- Location of South Gate, Maryland
- Coordinates: 39°7′56″N 76°37′52″W﻿ / ﻿39.13222°N 76.63111°W
- Country: United States
- State: Maryland
- County: Anne Arundel

Area
- • Total: 6.3 sq mi (16.3 km^{2})
- • Land: 6.3 sq mi (16.3 km^{2})
- • Water: 0 sq mi (0.0 km^{2})
- Elevation: 66 ft (20 m)

Population (2000)
- • Total: 28,672
- • Density: 4,544/sq mi (1,754.4/km^{2})
- Time zone: UTC−5 (Eastern (EST))
- • Summer (DST): UTC−4 (EDT)
- FIPS code: 24-73550
- GNIS feature ID: 1867301

= South Gate, Maryland =

South Gate was a census-designated place (CDP) in Anne Arundel County, Maryland, United States, for the 2000 census, at which time its population was 28,672. It was added primarily to the Glen Burnie CDP for the 2010 census.

==Geography==
South Gate is located at (39.132358, −76.631126).

According to the United States Census Bureau, the CDP had a total area of 6.3 sqmi, all land.

==Demographics==
As of the census of 2000, there were 28,672 people, 11,273 households, and 7,372 families living in the CDP. The population density was 4,543.9 PD/sqmi.

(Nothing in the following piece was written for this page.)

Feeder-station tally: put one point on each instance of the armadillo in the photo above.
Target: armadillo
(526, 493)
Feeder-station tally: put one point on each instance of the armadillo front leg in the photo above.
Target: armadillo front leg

There were 11,750 housing units at an average density of 1,862.1 /sqmi. The racial makeup of the CDP was 70.94% White, 19.64% African American, 0.35% Native American, 5.28% Asian, 0.09% Pacific Islander, 1.30% from other races, and 2.39% from two or more races. Hispanic or Latino of any race were 3.14% of the population.

There were 11,273 households, out of which 35.0% had children under the age of 18 living with them, 45.0% were married couples living together, 15.3% had a female householder with no husband present, and 34.6% were non-families. 25.9% of all households were made up of individuals, and 4.2% had someone living alone who was 65 years of age or older. The average household size was 2.53 and the average family size was 3.06.

The age distribution was 25.9% under the age of 18, 10.9% from 18 to 24, 35.8% from 25 to 44, 20.6% from 45 to 64, and 6.8% who were 65 years of age or older. The median age was 32 years. For every 100 females, there were 95.5 males. For every 100 females age 18 and over, there were 92.8 males.

The median income for a household in the CDP was $48,867, and the median income for a family was $55,780. Males had a median income of $37,529 versus $27,924 for females. The per capita income for the CDP was $22,061. About 5.1% of families and 6.5% of the population were below the poverty line, including 8.5% of those under age 18 and 2.4% of those age 65 or over.